Silvercup Rocket(images via: MST3K Temple and Solar Guard Academy)

The Silvercup Rocket not only set the bar for future traveling promotional rockets, it was built better than most of them as well. Custom crafted in the truck workshops of Detroit-based Gordon Baking Company, the tubular trailer was packed with electronics to impress visitors – an estimated 100,000 of whom checked out the rocket at the 1954 Michigan State Fair and were given miniature loaves of Silvercup Bread (“The Official Bread of All Spacemen”) as souvenirs.

Silvercup Rocket(images via: Alphadrome, DVD Verdict and Amazon.com)

Besides advertising bread, the Silvercup Rocket acted as a finned billboard for the 1954-56 television sci-fi series Rocky Jones, Space Ranger. While the show soon faded from the TV scene, one of its actors (John Banner, above left) found fame a decade later as bumbling Sgt. Schultz on the POW-camp comedy Hogan’s Heroes.

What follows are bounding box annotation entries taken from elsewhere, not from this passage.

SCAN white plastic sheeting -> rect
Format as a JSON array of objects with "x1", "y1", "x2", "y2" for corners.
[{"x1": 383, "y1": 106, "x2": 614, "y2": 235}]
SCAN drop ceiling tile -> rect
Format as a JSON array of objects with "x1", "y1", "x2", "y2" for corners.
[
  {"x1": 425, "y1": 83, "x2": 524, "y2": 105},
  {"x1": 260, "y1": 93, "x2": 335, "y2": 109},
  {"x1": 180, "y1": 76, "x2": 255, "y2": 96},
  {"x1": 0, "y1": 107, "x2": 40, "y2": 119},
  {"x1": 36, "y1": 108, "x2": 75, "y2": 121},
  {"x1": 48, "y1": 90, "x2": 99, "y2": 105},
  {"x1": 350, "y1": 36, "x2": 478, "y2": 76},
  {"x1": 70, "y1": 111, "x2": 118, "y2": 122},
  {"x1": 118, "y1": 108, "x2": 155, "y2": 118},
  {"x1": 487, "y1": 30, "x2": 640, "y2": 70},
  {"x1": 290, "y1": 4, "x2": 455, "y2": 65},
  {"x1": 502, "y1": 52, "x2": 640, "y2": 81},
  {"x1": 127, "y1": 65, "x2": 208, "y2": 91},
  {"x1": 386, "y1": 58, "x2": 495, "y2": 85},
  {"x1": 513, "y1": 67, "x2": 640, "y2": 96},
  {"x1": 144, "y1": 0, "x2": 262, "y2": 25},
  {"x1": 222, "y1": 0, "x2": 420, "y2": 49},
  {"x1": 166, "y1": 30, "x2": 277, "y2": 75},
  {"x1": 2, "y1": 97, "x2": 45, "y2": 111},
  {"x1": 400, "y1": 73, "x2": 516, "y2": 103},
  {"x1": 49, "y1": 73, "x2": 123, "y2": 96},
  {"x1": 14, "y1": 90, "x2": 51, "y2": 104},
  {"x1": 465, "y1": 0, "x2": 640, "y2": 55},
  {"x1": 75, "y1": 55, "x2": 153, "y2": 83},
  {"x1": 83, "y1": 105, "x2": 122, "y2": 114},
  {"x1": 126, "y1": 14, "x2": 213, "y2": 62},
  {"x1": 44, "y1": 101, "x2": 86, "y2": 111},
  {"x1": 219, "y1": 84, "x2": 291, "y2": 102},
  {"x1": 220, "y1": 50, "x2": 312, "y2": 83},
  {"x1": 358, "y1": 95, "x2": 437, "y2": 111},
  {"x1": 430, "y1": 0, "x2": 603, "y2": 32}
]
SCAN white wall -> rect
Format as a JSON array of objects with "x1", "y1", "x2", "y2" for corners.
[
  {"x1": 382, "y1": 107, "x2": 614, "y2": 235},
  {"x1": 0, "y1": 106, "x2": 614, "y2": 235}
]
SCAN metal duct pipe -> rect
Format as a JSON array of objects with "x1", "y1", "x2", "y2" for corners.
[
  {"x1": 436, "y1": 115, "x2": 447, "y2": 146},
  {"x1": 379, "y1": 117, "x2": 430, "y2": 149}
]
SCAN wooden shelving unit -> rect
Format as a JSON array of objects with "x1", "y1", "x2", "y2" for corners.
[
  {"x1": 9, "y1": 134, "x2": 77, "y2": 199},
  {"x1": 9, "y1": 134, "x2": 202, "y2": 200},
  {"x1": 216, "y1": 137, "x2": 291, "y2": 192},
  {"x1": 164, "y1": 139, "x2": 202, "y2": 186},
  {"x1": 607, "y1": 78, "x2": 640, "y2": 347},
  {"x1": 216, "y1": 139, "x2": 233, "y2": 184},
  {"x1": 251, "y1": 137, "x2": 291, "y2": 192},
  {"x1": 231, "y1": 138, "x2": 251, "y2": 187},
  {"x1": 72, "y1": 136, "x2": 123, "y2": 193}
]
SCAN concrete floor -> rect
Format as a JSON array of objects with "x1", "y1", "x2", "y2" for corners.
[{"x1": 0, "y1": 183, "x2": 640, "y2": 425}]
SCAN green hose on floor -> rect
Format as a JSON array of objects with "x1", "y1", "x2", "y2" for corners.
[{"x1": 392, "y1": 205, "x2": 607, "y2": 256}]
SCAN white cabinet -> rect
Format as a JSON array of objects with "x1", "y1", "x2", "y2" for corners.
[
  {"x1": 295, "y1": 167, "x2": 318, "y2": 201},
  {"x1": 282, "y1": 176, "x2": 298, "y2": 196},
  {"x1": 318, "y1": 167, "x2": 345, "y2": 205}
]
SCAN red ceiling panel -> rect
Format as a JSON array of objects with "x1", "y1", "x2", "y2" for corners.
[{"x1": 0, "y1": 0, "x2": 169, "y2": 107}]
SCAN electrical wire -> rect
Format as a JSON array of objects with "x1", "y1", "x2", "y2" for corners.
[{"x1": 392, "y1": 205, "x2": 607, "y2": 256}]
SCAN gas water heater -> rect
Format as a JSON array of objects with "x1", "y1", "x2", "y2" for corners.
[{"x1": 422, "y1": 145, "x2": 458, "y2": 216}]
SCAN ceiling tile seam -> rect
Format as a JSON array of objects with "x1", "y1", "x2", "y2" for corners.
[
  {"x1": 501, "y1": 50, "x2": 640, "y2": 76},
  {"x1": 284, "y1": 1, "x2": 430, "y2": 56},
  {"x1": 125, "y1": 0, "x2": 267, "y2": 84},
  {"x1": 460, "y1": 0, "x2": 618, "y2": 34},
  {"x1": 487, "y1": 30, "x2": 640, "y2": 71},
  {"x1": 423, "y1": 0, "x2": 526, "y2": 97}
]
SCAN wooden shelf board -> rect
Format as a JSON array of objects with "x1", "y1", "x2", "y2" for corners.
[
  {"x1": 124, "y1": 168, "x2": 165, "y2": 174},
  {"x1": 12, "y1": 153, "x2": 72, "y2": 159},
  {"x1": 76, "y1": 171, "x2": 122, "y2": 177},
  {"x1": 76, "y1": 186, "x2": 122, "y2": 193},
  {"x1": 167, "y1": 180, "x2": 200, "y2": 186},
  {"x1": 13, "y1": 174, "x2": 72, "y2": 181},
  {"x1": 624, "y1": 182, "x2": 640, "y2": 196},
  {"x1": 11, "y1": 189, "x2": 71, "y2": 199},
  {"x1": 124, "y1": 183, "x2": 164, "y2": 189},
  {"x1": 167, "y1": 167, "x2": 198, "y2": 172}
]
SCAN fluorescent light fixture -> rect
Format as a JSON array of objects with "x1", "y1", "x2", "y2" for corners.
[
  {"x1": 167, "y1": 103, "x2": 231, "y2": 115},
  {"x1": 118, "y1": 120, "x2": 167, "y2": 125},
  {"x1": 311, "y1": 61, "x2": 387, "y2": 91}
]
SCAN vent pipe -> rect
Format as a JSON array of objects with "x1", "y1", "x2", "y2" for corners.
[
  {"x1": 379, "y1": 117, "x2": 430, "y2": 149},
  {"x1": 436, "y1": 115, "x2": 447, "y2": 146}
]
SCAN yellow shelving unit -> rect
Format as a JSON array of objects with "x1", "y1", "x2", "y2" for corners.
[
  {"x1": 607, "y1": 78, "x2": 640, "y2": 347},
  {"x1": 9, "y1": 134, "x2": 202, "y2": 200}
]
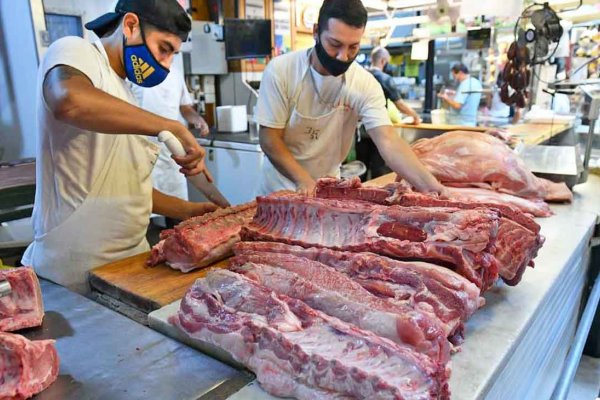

Silvercup Rocket(images via: Jeff Duntemann and MST3K Temple)

As for the Silvercup Rocket, after spending nearly 20 years decaying outdoors in northern Michigan as the partially repainted Space Ship Mars, it was purchased by Greg Ward, senior curator of Air Zoo in Kalamazoo, MI where it’s undergoing a full restoration.

Citroen T55 TeleAvia Promotional Bus

Citroen T55 Telavia bus(images via: Dark Roasted Blend and Voiture-Miniature-Shop)

Built for a subsidiary of the French SUD Aviation company using Citroen’s versatile U55 truck/bus chassis (more on that later), the custom-bodied T55 bus was designed by Philippe Charbonneaux to showcase the FRIGEAVIA/TELEAVIA home appliances brand. Four special T55 buses displaying fin-tastic coachwork by Leffondré were built and driven to places like the Tour de France where they might receive maximum exposure.

The Luer Meat Rocket

Luer Meat Rocket(image via: That Hartford Guy)

The Luer Quality Meat Rocket was built in 1955 and was to Luer Quality Meats of Los Angeles what the Weinermobile was to Oscar Meyer. Luer spared no small expense to have Standard Carriage Works modify the trailer to resemble the Terra IV spaceship from the 1950-55 TV series Space Patrol. The rocket was designed to be suitably spacey inside and out, featuring nifty options such as a large movie screen up front, seats for 24, a vibrating floor to simulate launches, air conditioning, and a bubble machine that provided “exhaust” during appearances at grocery stores and in parades.

Luer Meat Rocket(images via: Roadside Resort and The Prescott Daily Courier)

The Luer Meat Rocket (quiet there, Beavis and Butthead) changed hands a number of times following a long and successful promotion career, and its survival to the present day is largely due to years of outdoor storage in the arid California desert and in Prescott Valley, Arizona. Owned for nearly 20 years by Steve LaVigne (above) who paid a whole $ 100 for it, the rocket was sold in 2007 to memorabilia collectors John and Peter Kleeman of Litchfield, Connecticut. That’s where the Luer Meat Rocket resides these days, undergoing a full restoration at the Space Age Museum.